What is distinctive about Aparā is who it is for. Most Ekādaśīs in this series come with a narrative of someone whose life was wrecked in one specific way and who was restored by this specific vow. Aparā does not narrow. It is the open-handed vow. The killer of a brāhmaṇa is welcome. The deserter from battle is welcome. The fraudulent physician — a sin we have not yet seen named in any of the previous chapters — is welcome. The Purāṇa does not gradate them or rank their crimes. It says simply: come.
The phalaśruti
Free from all sins, he is honoured in Viṣṇu's world. Reciting or hearing the account gives the fruit of giving a thousand cows.
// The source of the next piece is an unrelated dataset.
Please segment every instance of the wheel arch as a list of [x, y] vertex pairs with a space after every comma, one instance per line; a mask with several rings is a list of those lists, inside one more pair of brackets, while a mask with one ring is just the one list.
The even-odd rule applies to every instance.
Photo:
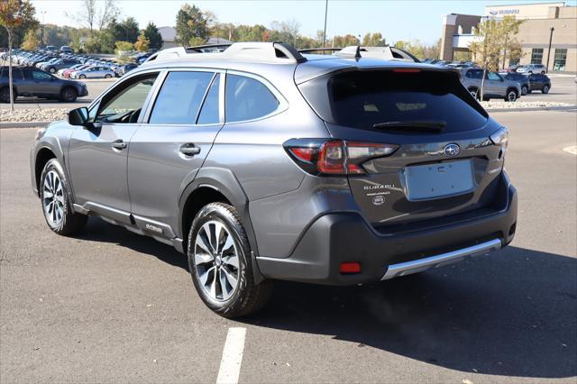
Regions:
[[201, 169], [195, 179], [183, 190], [179, 201], [178, 236], [182, 239], [182, 251], [187, 253], [187, 240], [192, 220], [200, 208], [208, 203], [224, 202], [236, 209], [251, 245], [252, 272], [255, 283], [263, 280], [257, 263], [258, 245], [249, 215], [249, 200], [233, 171], [207, 167]]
The deeper teaching of Aparā is in its name. Aparā means boundless, beyond which there is no further. The merit is boundless. The forgiveness is boundless. The list of those welcome to come is boundless. The four metaphors — axe, fire, sun, lion — share one feature: each is a force against which what it attacks has no defence. A tree cannot resist an axe. Fuel cannot resist fire. Darkness cannot resist the sun. A deer cannot resist a lion. The vow of Aparā is the day on which sins, no matter how many or how serious, become things that cannot resist what is being offered to them.
Source: Padma Purāṇa, Uttara Khaṇḍa, Chapter 50, "Aparā Ekādaśī." Translated by N.A. Deshpande in Ancient Indian Tradition and Mythology series, vols. 39–48 (Motilal Banarsidass, Delhi, ISBN 9788120838291). The full English translation is freely available at wisdomlib.org.
Frequently asked
- What is Aparā Ekadasi?
- Aparā Ekadasi is the ekādaśī tithi — the eleventh lunar day — of the waning fortnight (kṛṣṇa pakṣa) of Jyeṣṭha. Its name means "the boundless". Like every Ekadasi, it is observed by fasting and remembrance of Lord Viṣṇu. The story and fruits (phalaśruti) of Aparā are recorded in Padma Purāṇa, Uttara Khaṇḍa, Chapter 50.
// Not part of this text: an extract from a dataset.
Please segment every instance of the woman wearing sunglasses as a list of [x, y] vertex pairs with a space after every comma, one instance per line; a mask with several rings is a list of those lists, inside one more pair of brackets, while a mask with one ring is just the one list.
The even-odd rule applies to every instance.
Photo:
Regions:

- When is Aparā Ekadasi observed?
- Aparā Ekadasi falls on the ekādaśī tithi of the waning fortnight of Jyeṣṭha (the Hindu lunar month). The exact Gregorian date varies each year because the lunar calendar drifts relative to the solar one. Smārta and Vaiṣṇava observers occasionally fast on different civil days when the tithi spans two sunrises — see the date above for the next occurrence.
- Who is worshipped on Aparā Ekadasi?
- Aparā Ekadasi, like all Ekadasis, is dedicated to Viṣṇu. Specific forms of worship vary by tradition: chanting Viṣṇu-sahasranāma, reading the corresponding chapter from Padma Purāṇa, Uttara Khaṇḍa, Chapter 50, hearing the story, and remembering the divine names are all considered part of the observance.
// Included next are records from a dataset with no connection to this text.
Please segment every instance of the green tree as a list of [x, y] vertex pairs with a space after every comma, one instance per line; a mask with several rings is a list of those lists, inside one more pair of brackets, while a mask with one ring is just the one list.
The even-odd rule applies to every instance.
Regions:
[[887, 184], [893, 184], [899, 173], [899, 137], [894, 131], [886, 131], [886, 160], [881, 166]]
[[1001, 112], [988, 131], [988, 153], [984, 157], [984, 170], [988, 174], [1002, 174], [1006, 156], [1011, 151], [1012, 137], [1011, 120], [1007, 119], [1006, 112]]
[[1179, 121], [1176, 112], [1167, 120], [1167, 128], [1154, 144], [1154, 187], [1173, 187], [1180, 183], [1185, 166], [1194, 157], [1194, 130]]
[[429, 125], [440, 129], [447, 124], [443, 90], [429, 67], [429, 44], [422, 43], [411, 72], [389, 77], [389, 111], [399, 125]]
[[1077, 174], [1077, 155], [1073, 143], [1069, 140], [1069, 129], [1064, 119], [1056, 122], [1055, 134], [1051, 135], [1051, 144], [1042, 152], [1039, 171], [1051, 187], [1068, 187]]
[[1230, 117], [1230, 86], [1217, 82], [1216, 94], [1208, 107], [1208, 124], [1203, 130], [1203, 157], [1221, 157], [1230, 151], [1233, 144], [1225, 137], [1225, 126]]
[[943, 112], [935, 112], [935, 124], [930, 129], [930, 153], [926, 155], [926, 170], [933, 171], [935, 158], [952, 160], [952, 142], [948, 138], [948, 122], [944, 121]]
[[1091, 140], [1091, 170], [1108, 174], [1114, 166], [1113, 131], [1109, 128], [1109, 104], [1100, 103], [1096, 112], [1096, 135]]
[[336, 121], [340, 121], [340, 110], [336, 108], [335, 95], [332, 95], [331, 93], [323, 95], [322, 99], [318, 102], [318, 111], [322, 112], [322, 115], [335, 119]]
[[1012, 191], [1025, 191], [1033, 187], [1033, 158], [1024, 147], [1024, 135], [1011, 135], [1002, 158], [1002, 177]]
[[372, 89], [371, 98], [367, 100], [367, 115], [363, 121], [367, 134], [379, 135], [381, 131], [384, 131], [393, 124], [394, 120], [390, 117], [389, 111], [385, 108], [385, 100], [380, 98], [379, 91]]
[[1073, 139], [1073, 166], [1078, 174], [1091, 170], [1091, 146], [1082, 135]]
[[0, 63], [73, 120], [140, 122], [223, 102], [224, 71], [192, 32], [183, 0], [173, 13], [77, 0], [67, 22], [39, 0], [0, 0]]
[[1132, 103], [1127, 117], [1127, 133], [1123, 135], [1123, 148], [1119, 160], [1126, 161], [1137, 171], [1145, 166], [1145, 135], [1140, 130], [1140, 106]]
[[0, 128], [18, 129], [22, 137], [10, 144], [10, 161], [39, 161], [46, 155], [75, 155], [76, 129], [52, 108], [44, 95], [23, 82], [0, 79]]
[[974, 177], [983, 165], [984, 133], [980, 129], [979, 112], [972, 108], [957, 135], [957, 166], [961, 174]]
- What is the spiritual fruit (phalaśruti) of observing Aparā Ekadasi?
- The Purāṇic source declares that observing Aparā Ekadasi yields: The fruit of giving a thousand cows; an axe to the tree of sins; equal to bathing at Prayāga in Māgha when the Sun is in Makara. Across all Ekadasis, the underlying claim is the same — the fast aligns the body, breath, and mind with the eleventh lunar day's particular quietness, and bestows merit equivalent to extensive austerities, charity, or pilgrimage.
- How is Aparā Ekadasi observed?
- A complete observance begins the previous evening with a light, sattvic meal and continues into a fast on Ekadasi day. The fast can be nirjala (without water), phalāhāra (fruits and water), or a single sattvic meal — pick the level your health and discipline allow. Grains, pulses, onions, and garlic are universally avoided on Ekadasi. The fast is broken on Dvādaśī during the prescribed pāraṇa window listed on this page. The day is spent in remembrance — chanting, reading, hearing the Ekadasi story, and avoiding sleep during daylight where possible.
- What is the difference between Smārta and Vaiṣṇava observance of Aparā Ekadasi?
- On most Ekadasis the two traditions fast on the same day. They diverge only in the rare atirikta case — when the Ekadasi tithi spans two consecutive sunrises. Smārtas fast on the first such day; Vaiṣṇavas wait until the next, preferring that Dvādaśī also touches sunrise. If Aparā Ekadasi falls in such a fortnight in a given year, the two dates will appear on this page side by side.